London house buying 'frenzy' sees prices jump 10% in just a month


Click to follow
The Independent Online

Asking prices for London properties have climbed to £544,231 - £30,000 higher than the all-time record set in July.

The amount London property owners expect to get for their home climbed 10.2 per cent over the month, leading a leading housing market analyst to warn that prices in the capital are becoming “unsustainable”.

“Some agents report there is a buying frenzy in parts of prime inner London, but prices growing at around 2 per cent a month – as they have in the last quarter - is not sustainable,” said Miles Shipside of Rightmove.

The online property site’s October survey published today shows something of a recovery across the country with national asking prices rebounding 2.8 per cent to an average £252.418.

With affordability in London stretched, the 5 per cent deposit incentive of the recently-launched phase two of Help to Buy is likely to have greater impact outside the capital as first-time buyers look to purchase property elsewhere.

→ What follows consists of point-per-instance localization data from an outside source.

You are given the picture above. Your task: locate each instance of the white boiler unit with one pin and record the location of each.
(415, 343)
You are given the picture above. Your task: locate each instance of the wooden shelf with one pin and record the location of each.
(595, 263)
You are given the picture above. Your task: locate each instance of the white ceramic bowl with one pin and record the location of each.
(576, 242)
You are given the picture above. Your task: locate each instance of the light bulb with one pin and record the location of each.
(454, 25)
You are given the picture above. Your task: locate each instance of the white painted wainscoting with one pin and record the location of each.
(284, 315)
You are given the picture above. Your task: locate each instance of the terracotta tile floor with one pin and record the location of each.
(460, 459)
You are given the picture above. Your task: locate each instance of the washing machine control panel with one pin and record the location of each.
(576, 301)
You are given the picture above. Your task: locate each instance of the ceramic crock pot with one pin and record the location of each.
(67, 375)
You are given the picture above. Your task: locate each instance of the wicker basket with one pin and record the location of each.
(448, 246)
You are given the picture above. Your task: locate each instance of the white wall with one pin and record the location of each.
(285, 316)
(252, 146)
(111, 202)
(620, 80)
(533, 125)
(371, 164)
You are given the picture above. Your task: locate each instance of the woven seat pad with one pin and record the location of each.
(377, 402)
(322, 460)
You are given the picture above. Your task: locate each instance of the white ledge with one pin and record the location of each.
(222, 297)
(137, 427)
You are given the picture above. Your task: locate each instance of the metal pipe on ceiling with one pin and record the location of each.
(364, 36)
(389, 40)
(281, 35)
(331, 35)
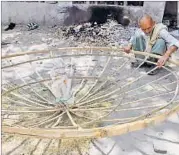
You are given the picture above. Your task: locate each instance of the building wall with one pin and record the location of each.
(178, 15)
(57, 13)
(42, 13)
(155, 9)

Average asking prices in even the more affordable outer London boroughs are at £461,937, making them more than twice the average in the rest of England and Wales excluding London, at £226,861.

Meanwhile prime inner London property has reached stratospheric levels at £937,110, yet the average London wage is only 60 per cent higher than the rest of the country.

“In London, the buying power required to get onto or move up the housing ladder means you have to tap into the Bank of Mum and Dad rather than buy courtesy of a helping hand from Uncle George,” said Mr Shipside.

“Indeed, nearly two in five would-be first-time buyers in the capital state that they expect to receive parental assistance.”

He said a housing bubble seems a long way off in the majority of regions, with two having recorded monthly falls (West Midlands and Wales), five still negative year-on-year (North, North West, Wales, West Midlands, South West), and seven in ten regions recording annual price increases which lag behind inflation.